The JackJumpers lesson
Look at the Tasmania JackJumpers.
They filled arenas and inspired children across Tasmania to play basketball.
That is real success.
More kids picked up a ball.
But we still do not have enough community courts.
We did not before.
We do not now.
Professional teams create excitement.
Facilities create participation.
If funding keeps flowing upward, the base of the pyramid cannot grow.
Football faces the same risk.
What I thought then
At the time, I saw the value in being in the A-League.
Visibility.
Sponsors.
Professional pathways.
It looked like the future.
But looking around Australia today, I am less sure.
Because the real question is not whether the A-League has value.
The question is who it helps.
Why clubs like ours would not benefit
For community clubs in Tasmania, an A-League franchise would not solve our real problems.

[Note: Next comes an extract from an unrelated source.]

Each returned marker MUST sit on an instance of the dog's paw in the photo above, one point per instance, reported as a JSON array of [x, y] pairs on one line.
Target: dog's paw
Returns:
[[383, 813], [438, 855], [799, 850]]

It would not build changerooms.
It would not add lights.
It would not pay junior coaches.
It would not solve ground shortages.
Franchises live in big markets.
Grassroots football grows through local clubs.
Through schools.
Through families.
Through volunteers.
Our challenge is facilities and participation.
Not television exposure.
The danger of believing visibility equals growth
We often assume a professional team lifts the whole game.
Sometimes it does.
Sometimes it does not.
A derby on television does not train a nine-year-old on a wet Tuesday night.
A licence fee does not fund girls’ changerooms in Ulverstone.
And expansion does not automatically strengthen local clubs.
That is not criticism.
It is structure.
What actually builds a club
A football club is not just a team.
It is memory.
Grandparents bringing children.
Local rivalries.
Shared heartbreak.
Years of small Saturdays.
That is why community clubs endure.
Because they are woven into people’s lives.
You cannot buy that in five years.
The honest conclusion
I am not anti-A-League.
I am pro-football.
Professional leagues matter.
So do state leagues.
So do community clubs.
But we have to stop pretending that a franchise league automatically lifts the grassroots.
Sometimes the best investment in sport is not another professional team.
It is lights.
Fields.
Coaches.
Girls’ pathways.
Volunteer support.
The things that keep clubs alive.
The next conversation
London City Lionesses are trying to build a club without inherited fans.
The A-League tried something similar in Australia.
What can each learn from the other.
That is the next post.
Because building a club without roots is one of the hardest things in sport.
And we are still learning that lesson today.